Three or one standard 12-lead ECG is collected as follows.
Group B: Cycle 1 Day 1: 0 and 1.5 hours after rituximab administration (± 15 minutes)
Day 9 of cycle 1 and day 22 of cycle 1: 0 hours and 1.5 hours after administration of Compound A (± 15 minutes)
Group C: Day 1 of cycle 1: 0 and 1.5 hours after ibrutinib administration (± 15 minutes)
Cycle 2 day 15: 0 and 1.5 hours after administration of Compound A (± 15 minutes)
Group D: Day 1 of cycle 1: 0 hours and 1.5 hours after administration of obinutuzumab (± 15 minutes)
Day 9 of cycle 1 and day 22 of cycle 1: 0 hours and 1.5 hours after administration of Compound A (± 15 minutes)

  Left ventricular ejection fraction (LVEF) MUGA, or echocardiogram (ECHO), at screening, every 3 cycles (± 7 days) (Cycle 1 Day 1, Cycle 7 Day 1, etc.) and so on If not performed within 8 weeks, it will be measured at EOT.

The following laboratory assessments will be performed at the screening visit:
Amylase, lipase, fasting lipid properties, creatine kinase, thyroid stimulating hormone (TSH), free T4 (fT4), immunoglobulin (IgG, IgM and IgA only), T cell subset.

  CBC: hemoglobin, hematocrit, indexed red blood cell count, absolute type white blood cell count and platelet count.

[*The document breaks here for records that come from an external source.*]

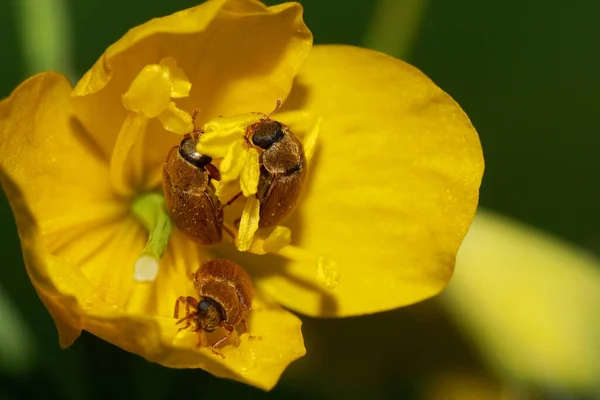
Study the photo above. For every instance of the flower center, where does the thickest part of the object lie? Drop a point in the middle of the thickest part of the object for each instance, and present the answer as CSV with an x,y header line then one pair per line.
x,y
150,210
149,96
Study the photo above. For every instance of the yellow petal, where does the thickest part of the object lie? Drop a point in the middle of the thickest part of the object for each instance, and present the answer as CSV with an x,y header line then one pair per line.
x,y
530,303
232,163
176,120
122,171
220,45
180,83
256,362
58,185
391,192
217,138
150,91
280,237
80,247
227,190
248,223
250,173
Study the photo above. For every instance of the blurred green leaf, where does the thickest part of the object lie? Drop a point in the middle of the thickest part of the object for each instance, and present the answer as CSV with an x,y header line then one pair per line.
x,y
17,345
45,35
395,26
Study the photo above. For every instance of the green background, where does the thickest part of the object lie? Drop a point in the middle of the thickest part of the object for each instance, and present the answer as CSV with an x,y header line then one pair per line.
x,y
526,72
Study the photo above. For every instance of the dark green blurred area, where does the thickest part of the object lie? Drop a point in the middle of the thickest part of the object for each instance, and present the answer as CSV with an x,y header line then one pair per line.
x,y
526,72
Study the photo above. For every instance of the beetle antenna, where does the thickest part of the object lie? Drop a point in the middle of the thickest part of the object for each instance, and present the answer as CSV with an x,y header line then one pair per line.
x,y
277,107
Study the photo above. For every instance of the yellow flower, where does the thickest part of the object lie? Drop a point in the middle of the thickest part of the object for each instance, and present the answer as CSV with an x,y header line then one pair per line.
x,y
393,183
531,304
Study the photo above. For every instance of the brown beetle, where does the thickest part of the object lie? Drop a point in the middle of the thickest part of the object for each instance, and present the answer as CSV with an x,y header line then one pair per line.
x,y
226,293
189,194
282,168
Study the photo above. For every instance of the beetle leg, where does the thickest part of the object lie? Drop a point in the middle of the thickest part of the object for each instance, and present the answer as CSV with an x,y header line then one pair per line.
x,y
213,172
199,331
228,231
245,330
180,299
230,202
188,301
224,338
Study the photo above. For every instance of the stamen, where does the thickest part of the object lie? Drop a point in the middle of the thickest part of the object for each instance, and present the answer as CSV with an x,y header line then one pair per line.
x,y
248,223
250,174
328,273
150,211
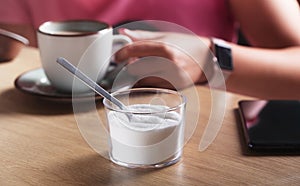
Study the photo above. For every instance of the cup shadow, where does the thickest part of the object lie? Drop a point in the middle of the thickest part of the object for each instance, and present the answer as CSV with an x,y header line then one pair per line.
x,y
96,170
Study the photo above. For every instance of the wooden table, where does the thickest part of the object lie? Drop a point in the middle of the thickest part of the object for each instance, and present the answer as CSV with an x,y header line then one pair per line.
x,y
41,145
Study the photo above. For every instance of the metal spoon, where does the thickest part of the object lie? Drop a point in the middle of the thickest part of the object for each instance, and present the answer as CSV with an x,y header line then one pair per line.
x,y
89,82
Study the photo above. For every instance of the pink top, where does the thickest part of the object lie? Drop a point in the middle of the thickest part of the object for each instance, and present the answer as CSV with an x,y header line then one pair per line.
x,y
203,17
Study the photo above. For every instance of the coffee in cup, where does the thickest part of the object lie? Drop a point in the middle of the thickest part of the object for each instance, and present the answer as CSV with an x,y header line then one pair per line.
x,y
87,44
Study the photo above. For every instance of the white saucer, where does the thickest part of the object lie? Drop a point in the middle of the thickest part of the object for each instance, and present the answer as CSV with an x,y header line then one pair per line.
x,y
35,82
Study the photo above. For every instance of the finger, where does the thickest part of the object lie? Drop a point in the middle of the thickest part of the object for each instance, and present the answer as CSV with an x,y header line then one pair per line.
x,y
143,49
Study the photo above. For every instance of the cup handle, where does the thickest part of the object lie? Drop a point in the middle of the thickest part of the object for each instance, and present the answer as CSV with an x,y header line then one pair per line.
x,y
119,41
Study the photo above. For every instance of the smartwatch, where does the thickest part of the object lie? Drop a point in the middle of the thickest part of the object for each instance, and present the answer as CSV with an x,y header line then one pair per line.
x,y
222,60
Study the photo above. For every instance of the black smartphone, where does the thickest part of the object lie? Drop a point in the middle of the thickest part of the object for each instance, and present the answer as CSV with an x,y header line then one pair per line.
x,y
271,126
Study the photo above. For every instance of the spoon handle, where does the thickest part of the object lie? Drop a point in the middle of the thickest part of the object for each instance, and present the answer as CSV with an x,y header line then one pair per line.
x,y
89,82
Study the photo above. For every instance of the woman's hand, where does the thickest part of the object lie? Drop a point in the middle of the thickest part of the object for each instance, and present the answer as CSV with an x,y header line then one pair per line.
x,y
186,52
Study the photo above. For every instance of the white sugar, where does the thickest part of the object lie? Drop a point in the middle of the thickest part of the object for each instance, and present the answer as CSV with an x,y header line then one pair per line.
x,y
145,138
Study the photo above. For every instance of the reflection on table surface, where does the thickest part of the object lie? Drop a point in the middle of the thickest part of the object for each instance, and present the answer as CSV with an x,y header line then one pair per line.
x,y
41,145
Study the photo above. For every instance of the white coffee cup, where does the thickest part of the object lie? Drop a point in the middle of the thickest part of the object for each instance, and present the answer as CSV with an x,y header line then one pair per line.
x,y
87,44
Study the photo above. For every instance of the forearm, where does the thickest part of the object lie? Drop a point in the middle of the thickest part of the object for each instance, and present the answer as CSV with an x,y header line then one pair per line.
x,y
263,73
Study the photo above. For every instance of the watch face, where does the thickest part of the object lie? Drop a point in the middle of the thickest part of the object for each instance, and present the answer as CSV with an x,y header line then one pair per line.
x,y
224,57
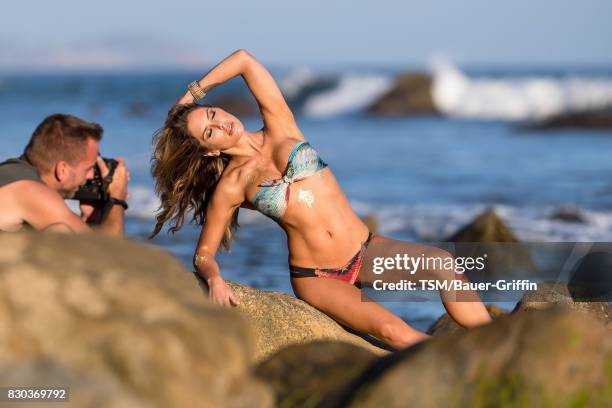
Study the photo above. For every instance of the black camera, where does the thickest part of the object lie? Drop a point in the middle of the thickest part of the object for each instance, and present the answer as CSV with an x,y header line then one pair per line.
x,y
95,192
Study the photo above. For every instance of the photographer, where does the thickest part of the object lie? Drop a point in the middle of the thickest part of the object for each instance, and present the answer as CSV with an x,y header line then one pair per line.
x,y
60,158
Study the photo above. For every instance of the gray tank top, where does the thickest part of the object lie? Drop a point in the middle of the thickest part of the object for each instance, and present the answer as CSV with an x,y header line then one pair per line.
x,y
17,169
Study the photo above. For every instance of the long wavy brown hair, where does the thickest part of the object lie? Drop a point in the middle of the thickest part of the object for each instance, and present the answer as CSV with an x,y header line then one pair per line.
x,y
184,179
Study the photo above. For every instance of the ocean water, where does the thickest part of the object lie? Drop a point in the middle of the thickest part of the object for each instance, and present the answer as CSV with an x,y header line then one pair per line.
x,y
421,177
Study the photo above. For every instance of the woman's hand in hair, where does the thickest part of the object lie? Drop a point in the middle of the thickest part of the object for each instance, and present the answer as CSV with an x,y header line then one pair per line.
x,y
220,292
186,98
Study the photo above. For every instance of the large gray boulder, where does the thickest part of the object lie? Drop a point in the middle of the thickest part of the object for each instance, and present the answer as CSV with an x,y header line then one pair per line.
x,y
554,357
121,324
279,320
315,373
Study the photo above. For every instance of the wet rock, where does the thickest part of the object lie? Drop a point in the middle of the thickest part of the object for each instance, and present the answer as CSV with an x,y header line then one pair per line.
x,y
313,374
279,320
552,357
410,95
486,227
446,324
551,294
490,230
121,324
569,214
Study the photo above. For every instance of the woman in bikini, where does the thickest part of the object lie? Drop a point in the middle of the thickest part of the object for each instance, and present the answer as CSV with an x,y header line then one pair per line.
x,y
204,161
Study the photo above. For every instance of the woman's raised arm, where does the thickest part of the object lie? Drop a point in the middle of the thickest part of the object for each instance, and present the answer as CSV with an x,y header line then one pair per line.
x,y
271,102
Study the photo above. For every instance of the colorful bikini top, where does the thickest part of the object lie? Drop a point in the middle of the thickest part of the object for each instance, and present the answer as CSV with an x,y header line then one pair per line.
x,y
303,162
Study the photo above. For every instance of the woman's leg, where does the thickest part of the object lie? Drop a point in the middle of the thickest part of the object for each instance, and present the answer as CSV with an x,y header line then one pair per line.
x,y
343,303
470,311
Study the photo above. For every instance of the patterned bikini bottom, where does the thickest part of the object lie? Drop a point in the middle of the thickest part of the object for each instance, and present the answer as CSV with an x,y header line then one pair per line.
x,y
347,273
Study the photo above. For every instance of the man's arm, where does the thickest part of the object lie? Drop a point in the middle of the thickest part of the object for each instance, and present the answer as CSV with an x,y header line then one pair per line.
x,y
114,222
44,209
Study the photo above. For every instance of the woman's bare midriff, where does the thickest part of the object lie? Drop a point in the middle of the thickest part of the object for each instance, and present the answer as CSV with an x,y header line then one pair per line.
x,y
322,229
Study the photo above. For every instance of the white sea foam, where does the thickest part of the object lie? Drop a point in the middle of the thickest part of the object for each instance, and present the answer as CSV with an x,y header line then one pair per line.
x,y
456,94
353,93
296,80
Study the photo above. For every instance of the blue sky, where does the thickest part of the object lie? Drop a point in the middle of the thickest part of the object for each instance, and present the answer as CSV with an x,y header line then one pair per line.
x,y
123,33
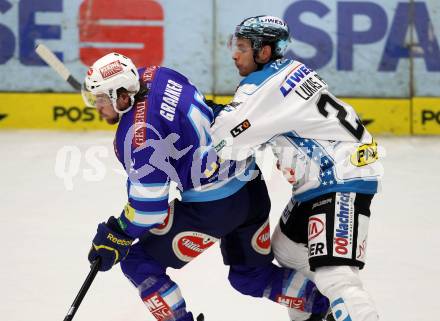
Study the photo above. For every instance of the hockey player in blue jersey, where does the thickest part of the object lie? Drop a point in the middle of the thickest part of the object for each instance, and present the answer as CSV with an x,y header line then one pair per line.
x,y
323,150
163,136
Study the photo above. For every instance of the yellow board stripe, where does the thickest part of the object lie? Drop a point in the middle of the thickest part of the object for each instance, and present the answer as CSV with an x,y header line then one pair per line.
x,y
66,111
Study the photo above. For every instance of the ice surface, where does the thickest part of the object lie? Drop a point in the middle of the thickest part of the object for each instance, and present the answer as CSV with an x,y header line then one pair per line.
x,y
47,229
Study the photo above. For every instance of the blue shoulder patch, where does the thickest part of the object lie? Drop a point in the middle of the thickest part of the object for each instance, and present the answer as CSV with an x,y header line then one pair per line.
x,y
269,69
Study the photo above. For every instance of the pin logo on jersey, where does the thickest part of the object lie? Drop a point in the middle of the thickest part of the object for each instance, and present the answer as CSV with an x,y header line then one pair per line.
x,y
188,245
237,130
343,227
317,243
365,154
261,239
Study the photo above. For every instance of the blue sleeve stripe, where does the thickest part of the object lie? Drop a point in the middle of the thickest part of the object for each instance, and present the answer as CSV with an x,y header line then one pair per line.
x,y
143,213
148,219
143,199
145,191
147,207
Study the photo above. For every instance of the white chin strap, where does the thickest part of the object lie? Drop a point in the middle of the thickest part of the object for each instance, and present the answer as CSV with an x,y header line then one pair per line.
x,y
121,112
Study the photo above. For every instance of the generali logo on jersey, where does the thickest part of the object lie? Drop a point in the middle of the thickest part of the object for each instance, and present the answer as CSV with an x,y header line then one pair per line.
x,y
188,245
111,69
261,239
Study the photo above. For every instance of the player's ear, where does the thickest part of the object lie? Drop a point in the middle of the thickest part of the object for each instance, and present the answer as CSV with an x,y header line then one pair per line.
x,y
265,54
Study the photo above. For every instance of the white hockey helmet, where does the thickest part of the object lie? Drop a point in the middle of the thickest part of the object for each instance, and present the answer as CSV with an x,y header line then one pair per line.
x,y
265,30
106,76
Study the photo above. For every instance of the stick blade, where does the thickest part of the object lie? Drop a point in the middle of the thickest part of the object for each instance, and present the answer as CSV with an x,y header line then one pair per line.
x,y
52,60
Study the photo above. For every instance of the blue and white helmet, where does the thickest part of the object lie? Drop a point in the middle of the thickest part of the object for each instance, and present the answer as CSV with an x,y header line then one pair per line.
x,y
265,30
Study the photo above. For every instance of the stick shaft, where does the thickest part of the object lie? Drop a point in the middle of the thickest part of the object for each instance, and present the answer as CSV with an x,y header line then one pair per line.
x,y
57,65
82,292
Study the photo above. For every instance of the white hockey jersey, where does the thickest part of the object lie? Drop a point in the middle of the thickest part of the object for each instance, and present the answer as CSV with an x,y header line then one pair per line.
x,y
320,142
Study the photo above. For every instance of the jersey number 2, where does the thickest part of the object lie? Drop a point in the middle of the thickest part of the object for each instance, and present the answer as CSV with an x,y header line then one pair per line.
x,y
325,99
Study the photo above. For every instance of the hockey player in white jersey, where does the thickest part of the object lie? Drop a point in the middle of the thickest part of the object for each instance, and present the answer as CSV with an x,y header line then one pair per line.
x,y
324,151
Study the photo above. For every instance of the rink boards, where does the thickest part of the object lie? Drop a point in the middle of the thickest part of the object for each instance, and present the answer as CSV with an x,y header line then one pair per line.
x,y
66,111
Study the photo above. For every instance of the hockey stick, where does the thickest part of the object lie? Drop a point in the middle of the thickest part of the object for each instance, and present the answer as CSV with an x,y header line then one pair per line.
x,y
49,57
82,292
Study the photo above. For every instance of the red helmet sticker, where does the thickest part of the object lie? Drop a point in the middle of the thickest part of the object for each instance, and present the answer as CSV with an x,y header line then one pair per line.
x,y
261,239
111,69
188,245
291,302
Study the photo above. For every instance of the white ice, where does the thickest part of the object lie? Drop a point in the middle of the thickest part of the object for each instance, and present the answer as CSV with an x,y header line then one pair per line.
x,y
46,232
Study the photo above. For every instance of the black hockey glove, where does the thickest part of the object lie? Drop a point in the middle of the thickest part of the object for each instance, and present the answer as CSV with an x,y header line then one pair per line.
x,y
110,244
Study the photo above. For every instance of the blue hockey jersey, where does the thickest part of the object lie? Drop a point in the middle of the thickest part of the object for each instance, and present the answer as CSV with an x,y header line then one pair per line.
x,y
166,137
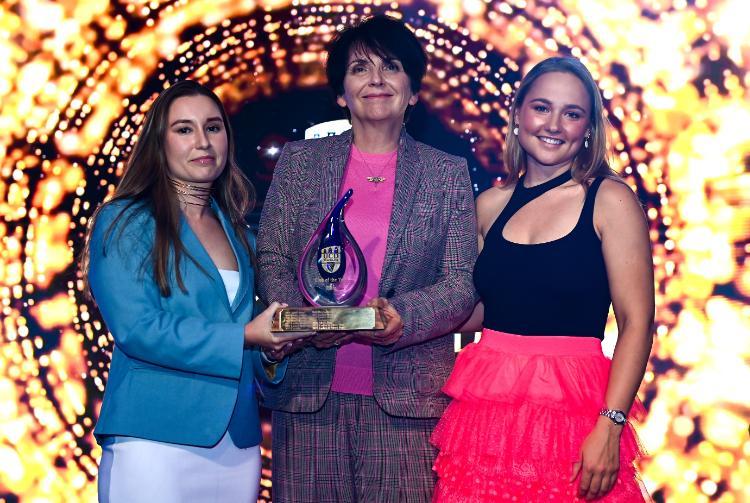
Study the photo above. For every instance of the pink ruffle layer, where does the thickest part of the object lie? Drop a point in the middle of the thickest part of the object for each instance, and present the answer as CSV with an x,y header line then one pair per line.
x,y
522,407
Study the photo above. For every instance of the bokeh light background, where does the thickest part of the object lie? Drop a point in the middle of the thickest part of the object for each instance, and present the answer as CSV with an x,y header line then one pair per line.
x,y
77,76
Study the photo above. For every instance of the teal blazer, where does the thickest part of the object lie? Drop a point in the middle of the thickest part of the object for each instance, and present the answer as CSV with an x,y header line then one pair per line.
x,y
179,373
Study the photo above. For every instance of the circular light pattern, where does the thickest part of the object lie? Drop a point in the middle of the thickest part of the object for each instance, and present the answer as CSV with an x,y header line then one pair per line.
x,y
82,75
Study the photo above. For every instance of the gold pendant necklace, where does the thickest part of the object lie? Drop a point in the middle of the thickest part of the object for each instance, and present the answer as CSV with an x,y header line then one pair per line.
x,y
187,191
373,178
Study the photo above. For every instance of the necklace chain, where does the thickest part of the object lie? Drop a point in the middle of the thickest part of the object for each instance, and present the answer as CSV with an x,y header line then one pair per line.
x,y
376,178
185,191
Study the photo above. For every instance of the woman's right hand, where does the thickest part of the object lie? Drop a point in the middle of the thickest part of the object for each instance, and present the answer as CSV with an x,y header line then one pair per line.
x,y
258,331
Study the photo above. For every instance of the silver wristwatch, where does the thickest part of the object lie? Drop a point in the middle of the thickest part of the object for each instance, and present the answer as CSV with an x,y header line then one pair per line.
x,y
617,416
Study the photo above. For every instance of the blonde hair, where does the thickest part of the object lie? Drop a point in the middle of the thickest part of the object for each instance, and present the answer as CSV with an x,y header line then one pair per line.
x,y
589,162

  Serum tests: albumin, total protein, bicarbonate, calcium, phosphorus, serum creatinine, serum urea / blood urea nitrogen (BUN), glucose (fasting), potassium, sodium, magnesium, chloride, total bilirubin, alkaline phosphatase, Aspartate aminotransferase (AST or serum glutamate oxaloacetate transaminase [SGOT]), alanine aminotransferase (ALT or serum glutamate pyruvate transaminase [SGPT]), and lactate dehydrogenase ([LDH] and uric acid.

  C-reactive protein

  Direct antiglobulin test (on-site inspection only)

  Blood coagulation tests: prothrombin time, international standardized ratio, and partial thromboplastin time.

  Urinalysis: with dipstick, blood or protein positive (1+ or higher) with microscope, and with protein 2+ or higher with creatinine clearance and 24-hour sampling for protein quantification.

  Viral serology: hepatitis B antigen (HBsAg), hepatitis B core antibody (anti-HBc), and hepatitis C virus (HCV) RNA.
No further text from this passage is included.